Event summary combining transcript, slides, and related documents.

Logotype for Chemplast Sanmar Limited

Q3 24/25 earnings summary

19 Dec, 2025

Executive summary

  • Revenue for Q3 FY25 grew 19% year-over-year to INR 1,058 crore, with EBITDA turning positive at INR 32 crore versus a loss last year.

  • Net loss narrowed to INR 49 crore in Q3, compared to INR 89 crore loss in Q3 FY24; 9M FY25 PAT loss reduced to INR 56 crore from INR 127 crore in 9M FY24.

  • Nine-month revenue reached INR 3,195 crore, up 11% year-over-year, driven by improved PVC prices and CMC division performance.

  • Business performance in Q3 FY25 improved due to higher Paste PVC volumes from the new Cuddalore plant and stable CMCD operations.

  • Board approved unaudited standalone and consolidated financial results for the quarter and nine months ended 31 December 2024, with statutory auditor's limited review yielding an unmodified conclusion.

Financial highlights

  • EBITDA for the nine months was INR 182 crore, a sharp increase from INR 5 crore in the prior year.

  • Q3 FY25 consolidated revenue rose 19% year-over-year to ₹1,058 crore; EBITDA improved to ₹32 crore from a loss of ₹7 crore in Q3 FY24.

  • Net loss for nine months reduced to INR 56 crore from INR 127 crore year-over-year.

  • Finance costs rose 34% year-over-year to INR 174 crore, mainly due to project financing.

  • Standalone revenue from operations for Q3 FY25 was ₹585.92 crore, up from ₹439.11 crore in Q3 FY24; consolidated revenue was ₹1,057.55 crore, up from ₹888.10 crore year-over-year.

Outlook and guidance

  • Expectation of full utilization at the new Cuddalore Paste PVC plant in coming quarters.

  • CMC business projected to close FY25 with healthy revenue growth and remains a key growth driver.

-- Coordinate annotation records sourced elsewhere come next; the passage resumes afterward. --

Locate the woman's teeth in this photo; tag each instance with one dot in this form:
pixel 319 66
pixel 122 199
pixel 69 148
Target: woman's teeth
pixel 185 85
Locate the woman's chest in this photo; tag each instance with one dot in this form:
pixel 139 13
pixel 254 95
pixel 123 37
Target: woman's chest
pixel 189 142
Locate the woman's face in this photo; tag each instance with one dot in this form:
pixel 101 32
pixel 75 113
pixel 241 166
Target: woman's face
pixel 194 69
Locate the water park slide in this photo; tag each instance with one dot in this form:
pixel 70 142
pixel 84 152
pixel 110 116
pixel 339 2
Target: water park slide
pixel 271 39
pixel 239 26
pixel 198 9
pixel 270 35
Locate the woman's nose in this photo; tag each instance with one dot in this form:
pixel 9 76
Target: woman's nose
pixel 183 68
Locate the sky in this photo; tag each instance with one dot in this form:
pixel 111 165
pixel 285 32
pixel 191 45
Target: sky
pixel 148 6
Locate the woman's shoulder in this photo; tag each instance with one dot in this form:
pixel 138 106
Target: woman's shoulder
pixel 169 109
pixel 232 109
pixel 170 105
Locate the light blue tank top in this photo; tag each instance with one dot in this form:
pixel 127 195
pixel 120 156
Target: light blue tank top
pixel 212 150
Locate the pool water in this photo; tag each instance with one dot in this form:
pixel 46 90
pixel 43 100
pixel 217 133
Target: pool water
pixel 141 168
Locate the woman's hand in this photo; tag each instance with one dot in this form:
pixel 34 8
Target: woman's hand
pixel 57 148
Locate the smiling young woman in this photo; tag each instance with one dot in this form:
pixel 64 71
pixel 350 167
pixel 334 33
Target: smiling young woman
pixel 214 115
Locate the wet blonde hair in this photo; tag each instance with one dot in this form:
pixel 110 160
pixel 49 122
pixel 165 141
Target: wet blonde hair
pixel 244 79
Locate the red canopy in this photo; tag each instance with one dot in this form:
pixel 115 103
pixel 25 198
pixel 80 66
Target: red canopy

  • Demand for Suspension PVC is expected to remain strong, supported by government initiatives like the Jal Jeevan Mission extension.

  • Focus remains on expanding specialty segment capacities and leveraging improving market conditions.

  • Management continues to focus on operational efficiency and cost control, with ongoing evaluation of tax strategies to optimize future results.